Many of these changes have been due to security concerns that the programmes would be used to launder money, evade tax, and finance terrorism, corruption and organised crime. The European Union has also criticised the proliferation of these visas in the Caribbean for similar reasons.
On October 18, the EU published a report that condemned the spread of golden visa programmes, particularly in the Caribbean. It highlighted a lack of security checks, resulting in an increase in Nigerian, Chinese and Russian citizens. As a result, the EU is seeking to review golden visa schemes that offer investor citizenship to specific countries’ citizens, reports legit.ng.
The EU’s main concern is that the golden visa provides foreign passport-holders with visa-free access to the whole EU. The scheme gives citizenship rights based on investments or a flat fee, with little-to-no residence requirements, allowing the new nationals to avoid the regular Schengen visa checks as well.
“We have countries within the visa-free regime with the EU that are selling passports/citizenships quite cheaply to people that are security risks or potential security risks to the EU. They are sometimes allowed to change their names and identity several times after getting the new citizenship and, of course, this is also a security risk for the EU that we have to look into,” EU Home Affairs Commissioner, Ylva Johansson, told theguardian.com.
In the Netherlands, property investments made by those who hold a golden visa have been shown to radically increase property prices, making it unaffordable for long-time citizens.
According to london-post.co.uk, in popular regions, Greece has increased the minimum investment threshold from €250 000 (R5m) to €500 000 (R10m). The investment may only be made in a single payment for a single object or property.
Spain announced earlier this year that it was deliberating whether to tighten golden visa requirements or to abolish the programme, reported reuters.com. Currently, to acquire a Spanish golden visa, one of the following requirements must be met: invest €500 000 in single or multiple properties, invest €2 million (R40,4m) in Spanish public debt, purchase €1 million (R20,2m) in shares in a Spanish company, deposit €1 million in a Spanish bank, or invest in a new business that will create job opportunities.
Aside from the problems created by the gentrification of property, Spain is also contesting the programme due to the shortage of jobs that has accompanied the golden visa programme’s success.
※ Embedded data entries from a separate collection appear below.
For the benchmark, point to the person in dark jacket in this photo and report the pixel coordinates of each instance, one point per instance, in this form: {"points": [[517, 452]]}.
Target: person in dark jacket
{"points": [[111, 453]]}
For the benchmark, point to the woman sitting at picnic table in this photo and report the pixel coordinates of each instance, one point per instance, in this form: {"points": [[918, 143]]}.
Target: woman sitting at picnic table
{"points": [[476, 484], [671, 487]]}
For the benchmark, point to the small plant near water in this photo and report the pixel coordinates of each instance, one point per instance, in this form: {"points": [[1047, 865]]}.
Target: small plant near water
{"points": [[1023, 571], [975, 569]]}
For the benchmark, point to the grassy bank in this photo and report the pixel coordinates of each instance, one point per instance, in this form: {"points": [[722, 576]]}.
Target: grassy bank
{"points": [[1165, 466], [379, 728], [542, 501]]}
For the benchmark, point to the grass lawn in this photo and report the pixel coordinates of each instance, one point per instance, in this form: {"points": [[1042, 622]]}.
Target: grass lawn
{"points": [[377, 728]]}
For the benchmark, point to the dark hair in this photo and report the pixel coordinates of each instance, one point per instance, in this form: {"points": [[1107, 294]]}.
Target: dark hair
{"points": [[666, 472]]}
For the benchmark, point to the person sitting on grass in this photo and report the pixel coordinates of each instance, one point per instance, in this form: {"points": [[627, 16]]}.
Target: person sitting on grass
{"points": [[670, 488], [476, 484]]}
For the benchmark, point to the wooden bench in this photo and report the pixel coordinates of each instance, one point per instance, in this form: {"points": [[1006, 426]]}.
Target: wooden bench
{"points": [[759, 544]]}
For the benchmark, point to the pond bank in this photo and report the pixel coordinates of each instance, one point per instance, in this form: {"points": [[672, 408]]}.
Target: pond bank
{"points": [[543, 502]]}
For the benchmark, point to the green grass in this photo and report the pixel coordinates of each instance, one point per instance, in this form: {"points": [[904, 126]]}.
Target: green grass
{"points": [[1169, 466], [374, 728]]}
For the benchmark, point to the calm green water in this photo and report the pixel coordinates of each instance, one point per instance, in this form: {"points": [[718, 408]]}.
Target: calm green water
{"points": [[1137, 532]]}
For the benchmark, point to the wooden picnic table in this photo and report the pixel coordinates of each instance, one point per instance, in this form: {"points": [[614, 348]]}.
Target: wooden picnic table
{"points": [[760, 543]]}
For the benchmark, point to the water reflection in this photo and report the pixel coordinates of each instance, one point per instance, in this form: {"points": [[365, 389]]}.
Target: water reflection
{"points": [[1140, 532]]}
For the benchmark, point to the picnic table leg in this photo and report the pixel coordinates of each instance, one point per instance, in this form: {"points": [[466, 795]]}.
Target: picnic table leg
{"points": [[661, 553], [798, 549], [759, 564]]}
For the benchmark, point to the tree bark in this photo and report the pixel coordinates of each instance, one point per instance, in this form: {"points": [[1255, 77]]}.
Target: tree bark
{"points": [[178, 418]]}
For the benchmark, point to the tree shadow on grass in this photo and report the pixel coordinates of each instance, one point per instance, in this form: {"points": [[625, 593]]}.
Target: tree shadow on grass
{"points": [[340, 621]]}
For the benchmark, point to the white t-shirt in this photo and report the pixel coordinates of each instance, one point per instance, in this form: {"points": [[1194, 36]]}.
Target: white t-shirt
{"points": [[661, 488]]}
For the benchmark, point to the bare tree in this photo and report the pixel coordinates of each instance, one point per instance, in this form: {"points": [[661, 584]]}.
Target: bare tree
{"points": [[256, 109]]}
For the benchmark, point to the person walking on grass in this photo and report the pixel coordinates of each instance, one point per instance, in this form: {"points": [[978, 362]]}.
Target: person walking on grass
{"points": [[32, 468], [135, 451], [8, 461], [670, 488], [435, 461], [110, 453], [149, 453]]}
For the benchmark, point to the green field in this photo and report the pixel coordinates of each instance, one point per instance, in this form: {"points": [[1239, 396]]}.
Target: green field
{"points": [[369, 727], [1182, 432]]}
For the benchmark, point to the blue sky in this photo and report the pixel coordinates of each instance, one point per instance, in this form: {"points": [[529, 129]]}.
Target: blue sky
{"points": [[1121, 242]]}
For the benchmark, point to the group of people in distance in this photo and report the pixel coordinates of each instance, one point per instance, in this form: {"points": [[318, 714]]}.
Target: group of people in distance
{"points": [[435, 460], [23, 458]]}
On the other hand, the UAE's AED2 million (R10,3m) bank deposit golden visa programme has grown increasingly popular, especially among retirees and freelance professionals, reports gulfnews.com. Although deposit rates have reached between 3,99% and 5%, it does, however, come with terms, one of which is that the deposit must remain in the applicant’s account for a minimum fixed period of two years, explained one market commentator.